Wakacje ruszyły na dobre, ale nie wszystkie kąpieliska są otwarte. Czy to już sinice?

Wakacje ruszyły na dobre, ale nie wszystkie kąpieliska są otwarte. Czy to już sinice?

Dodano: 
Zakaz kąpieli
Zakaz kąpieli Źródło: Newspix.pl / Konrad Koczywas / fotonews / newspix.pl
Sezon kąpielowy rozpoczął się na dobre, a ratownicy co roku apelują by nad wodą zachować szczególną ostrożność. Jednak nie wszystkie kąpieliska są otwarte, część z nich może być zagrożona występowaniem sinic albo bakterii E. coli. Gdzie wywieszono czerwone flagi?

Główny Inspektorat Sanitarny na bieżąco aktualizuje listę kąpielisk, w których ze względu na stan biologiczny wody, nie należy się kąpać. Na tę chwilę zakaz obejmuje trzy kąpieliska w kraju – Przedbórz w Przebórzu woj. łódzkim, jezioro Maltańskie w Poznaniu oraz Słoneczko w Piotrkowie Trybunalskim. Wykryto tam bakterię Escherichia coli albo enterokoki. Ostatnie pomiary pracowników GIS nie wykazały obecności sinic w kąpieliskach.
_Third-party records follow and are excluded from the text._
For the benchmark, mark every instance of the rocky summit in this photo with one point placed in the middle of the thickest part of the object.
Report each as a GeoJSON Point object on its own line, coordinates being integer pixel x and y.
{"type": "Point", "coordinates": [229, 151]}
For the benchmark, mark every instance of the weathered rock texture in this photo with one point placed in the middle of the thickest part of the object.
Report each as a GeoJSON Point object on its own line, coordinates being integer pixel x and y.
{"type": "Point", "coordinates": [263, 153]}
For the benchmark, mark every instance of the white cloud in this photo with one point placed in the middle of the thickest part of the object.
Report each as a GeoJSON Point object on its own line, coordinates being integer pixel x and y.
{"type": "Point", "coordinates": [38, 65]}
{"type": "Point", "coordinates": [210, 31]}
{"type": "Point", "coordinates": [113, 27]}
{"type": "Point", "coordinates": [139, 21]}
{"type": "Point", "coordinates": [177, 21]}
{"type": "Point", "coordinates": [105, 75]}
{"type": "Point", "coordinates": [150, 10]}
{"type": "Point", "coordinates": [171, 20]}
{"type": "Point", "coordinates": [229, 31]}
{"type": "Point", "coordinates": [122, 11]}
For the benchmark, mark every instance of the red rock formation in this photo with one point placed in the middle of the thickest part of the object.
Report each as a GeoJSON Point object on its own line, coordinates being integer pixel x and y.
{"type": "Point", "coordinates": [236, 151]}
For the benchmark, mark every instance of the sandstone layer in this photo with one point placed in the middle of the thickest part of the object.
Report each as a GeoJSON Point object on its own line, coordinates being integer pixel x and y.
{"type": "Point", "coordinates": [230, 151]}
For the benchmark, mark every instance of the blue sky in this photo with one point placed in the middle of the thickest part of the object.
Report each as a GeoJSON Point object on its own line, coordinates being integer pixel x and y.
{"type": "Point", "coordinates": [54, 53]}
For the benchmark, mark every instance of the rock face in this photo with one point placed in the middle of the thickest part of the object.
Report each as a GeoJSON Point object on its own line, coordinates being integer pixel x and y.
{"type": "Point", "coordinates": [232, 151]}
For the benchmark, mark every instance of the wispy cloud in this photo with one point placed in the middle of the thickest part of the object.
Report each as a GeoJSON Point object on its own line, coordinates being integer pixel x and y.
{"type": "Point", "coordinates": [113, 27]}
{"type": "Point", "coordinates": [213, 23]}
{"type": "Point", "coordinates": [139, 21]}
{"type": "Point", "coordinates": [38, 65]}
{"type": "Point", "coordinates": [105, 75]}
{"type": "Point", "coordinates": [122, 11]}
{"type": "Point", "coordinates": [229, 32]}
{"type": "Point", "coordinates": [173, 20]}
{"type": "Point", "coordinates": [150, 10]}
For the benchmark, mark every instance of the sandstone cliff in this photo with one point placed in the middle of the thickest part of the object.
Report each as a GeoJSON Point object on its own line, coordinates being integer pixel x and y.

Nad Bałtykiem wszędzie widzimy zielone flagi.

Warto sprawdzać komunikaty dotyczące kąpielisk na stronie GIS. Dane o stanie biologicznym wody czy występowaniu sinic są tam na bieżąco uzupełniane.

Sinice – co to jest?

Sinice (cyjanobakterie) taksonomicznie należą do bakterii i zaliczane są do najstarszych organizmów występujących na Ziemi – informuje Serwis Kąpieliskowy. Większość sinic wykazuje dużą zdolność przystosowania się do warunków środowiska. Niektóre sinice tworzące zakwity w wodach słodkich, słonawych i morskich są zdolne produkować toksyny.

„Przyczyna tego zjawiska nie jest w pełni poznana. Toksyny te spowodowały w wielu krajach śmierć zwierząt dzikich i domowych, w tym trzody chlewnej, owiec, psów oraz śnięcie ryb. U ludzi odnotowano występowanie wysypki w przypadku kontaktu skóry z wodą i zachorowania po przypadkowym połknięciu wody (np. podczas pływania)” – czytamy dalej.

Serwis Kąpieliskowy przestrzega także, że zagrożenie stanowi wdychanie aerozoli, zawierających toksyny sinicowe. Zakwity sinicowe, a także kożuchy sinic, nie zawsze są toksyczne. Jednak niemożliwe jest określenie na podstawie wyglądu wody, czy zakwit jest niebezpieczny czy też nie.